И это, святой отец, ну, хоть это стоит по червонцу на нос?
Однако поп неумолим: по трёхе каждому. Всё. А если Никита хочет, чтобы его кормили, одевали, да еще стипендию приплачивали, можно пойти в духовную семинарию, и был бы дивный певчий, такие голоса не часто сыщешь. Однако Никита свободолюбив, он в рясе себя не видит. Да и, вообще, – ни в одной униформе мира.
Батюшка говорил, начнете после моих слов Богородице Дева, радуйся, и они читают с листа.
Водкин поет непрочным тенорком, Егоров внизу уверенно ведет аккорд, он незаменим в этом крохотном хоре из четырех женщин, ничейной девочки и двух учащихся из музыкалки.
Ничейную девочку зовут Кларисса, 11 лет, держит верхнее сопрано. Худа, бледна, во все лицо два яхонтовых глаза; когда она поет «аллилуйя» и смотрит на Егорова, у него бегут мурашки по коже – ангел небесный!
Восемнадцать лет шел Егоров к церкви пресвятого Николая Мученика. Его путь к храму лежал от утробы неверующей матери под пьяную ругань отца-атеиста, через уроки в детдоме, под барабанную дробь и дребедень да флаги державы, окрашенной в три цвета – красный, охровый и зеленый.
На девятнадцатом Никита разделся донага в нетопленом храме, шагнул в воду, пахнущую небом и серебром, погрузился в нее с головою, обошел вокруг алтаря, надел алюминиевый крестик, и в душе его поселились два чувства: восторг и бесстрашие.
С той минуты он уже никогда не один, даже если не с Владом.
Он навеки вдвоем.
В одном лишь отцу Владимиру так и не удалось убедить Никиту: музыкальный дар его – тоже от Бога, и следует унять гордыню.
Но у Егорова своя логика: раз Отче наш, значит Отец, родное существо, с которым единственно можно держать совет…
Специальность – в три часа, после обеда, – это у кого есть на обед.
У Егорова и Водкина деньги кончились, и последние бутылки сданы. Для них понятие «денег нет» означает, что совсем ни шиша, даже копеечки завалящей. Потому что, найдись пару монет, можно поесть. В столовой хлеб бесплатный, иногда капуста квашеная, горчица, соль.

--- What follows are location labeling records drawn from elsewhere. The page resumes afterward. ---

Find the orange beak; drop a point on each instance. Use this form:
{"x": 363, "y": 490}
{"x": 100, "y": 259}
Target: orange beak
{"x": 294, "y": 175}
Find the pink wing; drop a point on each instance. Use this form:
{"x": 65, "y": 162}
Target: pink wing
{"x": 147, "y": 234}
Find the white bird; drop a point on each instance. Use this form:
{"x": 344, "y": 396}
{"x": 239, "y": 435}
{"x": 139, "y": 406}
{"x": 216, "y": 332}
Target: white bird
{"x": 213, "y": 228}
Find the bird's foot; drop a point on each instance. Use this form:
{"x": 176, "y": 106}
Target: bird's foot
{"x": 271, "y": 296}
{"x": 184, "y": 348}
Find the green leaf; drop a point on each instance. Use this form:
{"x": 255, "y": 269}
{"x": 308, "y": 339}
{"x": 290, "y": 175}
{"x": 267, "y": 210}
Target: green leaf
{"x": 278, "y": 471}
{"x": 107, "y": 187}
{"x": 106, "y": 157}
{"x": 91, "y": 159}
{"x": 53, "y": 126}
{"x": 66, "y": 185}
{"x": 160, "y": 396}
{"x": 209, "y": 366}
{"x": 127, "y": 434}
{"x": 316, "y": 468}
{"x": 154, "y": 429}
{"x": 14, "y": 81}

Манная каша – пять копеек, чай с сахаром – три. Взял тарелку каши и рубай с бесплатным хлебом, пока не треснешь. Запил горячим чайком. Чаёк, правда, мутноватый, и отрыжка от него.
Они идут по городу, шарят глазами по асфальту. Иной раз повезет, монету найдешь. Палками шевелят бурую листву, как грибники: никто не обронил, даже у телефона-автомата, где иногда двушки валяются.

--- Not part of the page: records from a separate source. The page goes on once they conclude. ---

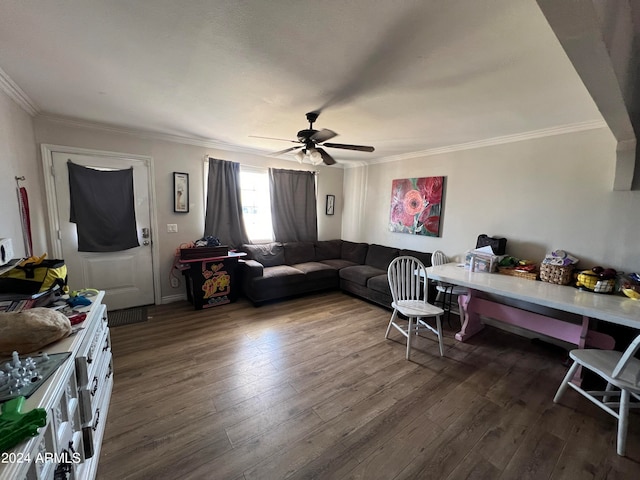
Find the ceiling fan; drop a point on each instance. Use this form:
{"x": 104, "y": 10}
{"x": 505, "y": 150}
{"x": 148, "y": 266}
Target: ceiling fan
{"x": 312, "y": 141}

Что касается киселя земляничного, философствует Водкин, то он состоит преимущественно из крахмала. Поэтому и минует желудок в рекордные сроки. Далее это вещество выполняет роль бессмысленной смазки кишок. А сахар, спорит Никита, а земляника? Землянику, считает Влад, заменяет некая загадочная субстанция из полимеров. А сахара его мозгам не хватит даже на то, чтобы закончить эту, в сущности правильную, мысль.
Животы поджало, и внутри бурчит. Запахи они чуют по-собачьи.
Вон из того подъезда, определяет Егоров, чесноком тянет, мясным паром, именно от вареной говядины на кости. Когда уж закипит, пенка на воде появляется. Скорее всего, борщ затеяли. А из той форточки, считает Влад, колбасой жареной несет. Да не просто колбасой, а именно любительской, розовой, по два пятьдесят за кило, с пятнышками сала!
И они, конечно, гады, покрошат мундирной картошки, зальют майонезом и станут жрать прямо из сковороды под «Жигулевское»! А потом еще мякишами соус вымакают! Везет же гадам!
Егоров от рождения плечист, телом крепок, а у Влада фигурка тоненькая, почти девичья, плечи узкие. Кажется, дунет посильнее ветер – упадет.
Первый раз Влад упал не от ветра, а от голодного обморока на занятиях по гармонии; все перепугались, брызгали водой, совали ватку с нашатырем.